Federal Judge Blocks California Ammunition Purchase Law
“The experiment has been tried. The casualties have been counted. California’s new ammunition background check law misfires and the Second Amendment rights of California citizens have been gravely injured,” U.S. District Judge Roger Benitez wrote in a 120-page opinion granting the Association’s motion for an injunction, reported usnews.com.
“This is a devastating blow to the anti-gun-owner advocates who falsely pushed Prop 63 in the name of safety,” said Chuck Michel, President and General Counsel of the California Rifle & Pistol Association. “In truth, red tape and the state’s disastrous database errors made it impossible for hundreds of thousands of law-abiding Californians to purchase ammunition for sport or self-defense. The Court found that the flimsy reasons offered by the government to justify these Constitutional infringements … woefully inadequate.”
Meanwhile, Giffords’ Hannah Shearer called the ruling “a dangerous step int he wrong direction.” But Michel saw the ruling as a win for law-abiding residents. “Californians can sleep a little easier tonight” knowing the judge restored some of their Constitutional rights with the decision, he told usnews.com.

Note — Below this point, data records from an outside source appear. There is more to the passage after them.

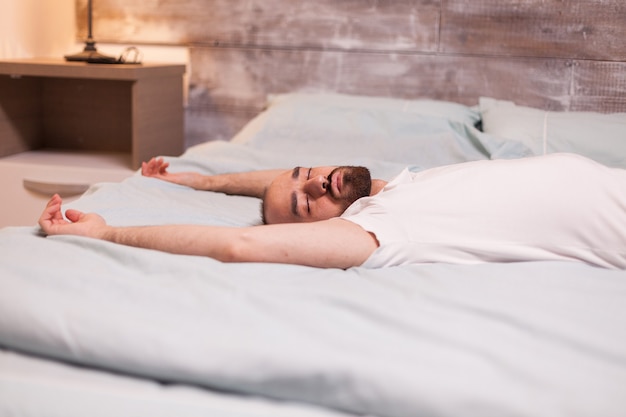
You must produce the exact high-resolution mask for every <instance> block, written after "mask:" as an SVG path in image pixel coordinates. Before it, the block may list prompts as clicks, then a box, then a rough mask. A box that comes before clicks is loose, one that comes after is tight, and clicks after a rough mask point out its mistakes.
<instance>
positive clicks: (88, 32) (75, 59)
mask: <svg viewBox="0 0 626 417" xmlns="http://www.w3.org/2000/svg"><path fill="white" fill-rule="evenodd" d="M92 19H93V10H92V1H91V0H88V2H87V30H88V32H87V40H85V49H83V51H82V52H79V53H77V54H73V55H65V60H66V61H79V62H80V61H85V62H86V61H88V60H98V59H99V60H115V58H113V57H110V56H107V55H103V54H101V53H99V52H98V50H97V49H96V41H95V40H94V39H93V33H92Z"/></svg>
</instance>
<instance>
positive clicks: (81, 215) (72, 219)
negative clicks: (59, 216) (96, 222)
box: [65, 209, 83, 223]
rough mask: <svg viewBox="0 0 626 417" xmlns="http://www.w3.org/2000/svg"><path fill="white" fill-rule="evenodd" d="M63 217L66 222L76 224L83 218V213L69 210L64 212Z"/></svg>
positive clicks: (82, 212)
mask: <svg viewBox="0 0 626 417" xmlns="http://www.w3.org/2000/svg"><path fill="white" fill-rule="evenodd" d="M65 217H67V218H68V220H69V221H71V222H72V223H76V222H77V221H79V220H80V219H81V218H82V217H83V212H82V211H78V210H74V209H69V210H67V211H66V212H65Z"/></svg>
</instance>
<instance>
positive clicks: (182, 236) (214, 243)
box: [93, 219, 377, 268]
mask: <svg viewBox="0 0 626 417" xmlns="http://www.w3.org/2000/svg"><path fill="white" fill-rule="evenodd" d="M301 236H307V238H306V239H302V237H301ZM329 236H333V239H329V238H328V237H329ZM93 237H98V238H100V239H104V240H108V241H111V242H115V243H119V244H123V245H128V246H135V247H140V248H146V249H155V250H160V251H164V252H169V253H174V254H183V255H195V256H208V257H211V258H214V259H217V260H219V261H222V262H275V263H289V264H299V265H309V266H317V267H324V268H328V267H334V268H349V267H351V266H355V265H360V264H361V263H362V262H363V261H365V259H367V257H368V256H369V255H370V254H371V252H373V251H374V250H375V249H376V247H377V242H376V241H375V239H374V238H373V237H372V236H370V235H369V233H367V232H365V231H364V230H363V229H361V228H360V227H359V226H357V225H354V224H352V223H350V222H347V221H345V220H341V219H332V220H330V221H326V222H317V223H309V224H286V225H270V226H254V227H246V228H232V227H221V226H197V225H171V226H140V227H123V228H117V227H109V226H105V228H104V229H102V230H101V232H99V233H98V234H97V235H96V236H93Z"/></svg>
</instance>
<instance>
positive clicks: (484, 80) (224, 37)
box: [77, 0, 626, 144]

California Ammunition Law Violates Second Amendment
The state also claimed the process presented no impediment to purchasers, reported usnews.com. “Ammunition purchasers must pass an eligibility check that, in the vast majority of cases, delays a purchase by a few minutes.”
However, Judge Benitez disagreed. He found the law illegally locked out-of-state vendors from California’s market. Further, he found it conflicted with federal law and burdens the Second Amendment right of citizens.
“Criminals, tyrants, and terrorists don’t do background checks,” he wrote, according to usnews.com. “The background check experiment defies common sense while unduly and severely burdening the Second Amendment rights of every responsible, gun-owning citizen desiring to lawfully buy ammunition.”